On 5/16/23 06:56, Peter Maydell wrote:
On Tue, 16 May 2023 at 14:51, Richard Henderson
<richard.hender...@linaro.org> wrote:
On 5/16/23 06:29, Peter Maydell wrote:
On Mon, 15 May 2023 at 15:38, Richard Henderson
<richard.hender...@linaro.org> wrote:
We have code in atomic128.h noting that through GCC 8, there
was no support for atomic operations on __uint128. This has
been fixed in GCC 10. But we can still improve over any
basic compare-and-swap loop using the ldxp/stxp instructions.
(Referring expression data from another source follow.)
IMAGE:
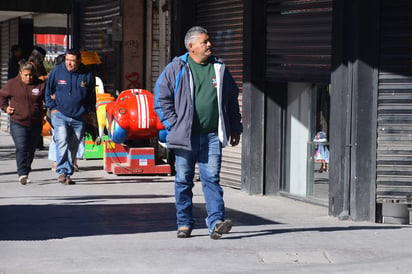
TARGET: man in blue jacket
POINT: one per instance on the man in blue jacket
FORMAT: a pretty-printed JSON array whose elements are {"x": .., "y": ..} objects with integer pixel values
[
  {"x": 70, "y": 93},
  {"x": 196, "y": 99}
]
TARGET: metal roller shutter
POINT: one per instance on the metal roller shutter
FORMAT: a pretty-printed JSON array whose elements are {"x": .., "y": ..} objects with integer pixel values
[
  {"x": 96, "y": 19},
  {"x": 299, "y": 34},
  {"x": 224, "y": 22},
  {"x": 158, "y": 46},
  {"x": 8, "y": 37},
  {"x": 394, "y": 146}
]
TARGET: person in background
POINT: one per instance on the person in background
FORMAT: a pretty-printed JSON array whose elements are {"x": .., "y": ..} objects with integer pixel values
[
  {"x": 13, "y": 65},
  {"x": 196, "y": 99},
  {"x": 22, "y": 98},
  {"x": 70, "y": 93},
  {"x": 37, "y": 58}
]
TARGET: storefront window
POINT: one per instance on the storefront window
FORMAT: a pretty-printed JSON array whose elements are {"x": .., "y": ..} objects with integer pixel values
[{"x": 307, "y": 145}]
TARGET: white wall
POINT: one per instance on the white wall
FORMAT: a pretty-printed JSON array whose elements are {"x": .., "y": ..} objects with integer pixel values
[{"x": 298, "y": 134}]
Signed-off-by: Richard Henderson <richard.hender...@linaro.org>
---
accel/tcg/ldst_atomicity.c.inc | 60 ++++++++++++++++++++++++++++++++--
1 file changed, 57 insertions(+), 3 deletions(-)
diff --git a/accel/tcg/ldst_atomicity.c.inc b/accel/tcg/ldst_atomicity.c.inc
index 69c1c61997..c3b2b35823 100644
--- a/accel/tcg/ldst_atomicity.c.inc
+++ b/accel/tcg/ldst_atomicity.c.inc
@@ -263,7 +263,22 @@ static Int128 load_atomic16_or_exit(CPUArchState *env,
uintptr_t ra, void *pv)
* In system mode all guest pages are writable, and for user-only
* we have just checked writability. Try cmpxchg.
*/
-#if defined(CONFIG_CMPXCHG128)
+#if defined(__aarch64__)
+ /* We can do better than cmpxchg for AArch64. */
+ {
+ uint64_t l, h;
+ uint32_t fail;
+
+ /* The load must be paired with the store to guarantee not tearing. */
+ asm("0: ldxp %0, %1, %3\n\t"
+ "stxp %w2, %0, %1, %3\n\t"
+ "cbnz %w2, 0b"
+ : "=&r"(l), "=&r"(h), "=&r"(fail) : "Q"(*p));
+
+ qemu_build_assert(!HOST_BIG_ENDIAN);
+ return int128_make128(l, h);
+ }
The compiler (well, clang 11, anyway) seems able to generate equivalent
code to this inline asm:
See above, where GCC 8 can do nothing, and that is still a supported compiler.
Yeah, but it'll work fine even without the explicit inline
asm, right?
No, GCC < 10 does not support __sync_* or __atomic_* on __uint128_t at all.
Is the performance difference critical enough to justify
an inline asm implementation that's only needed for older
compilers ?
Yes. It's the difference between stop-the-world and not.
r~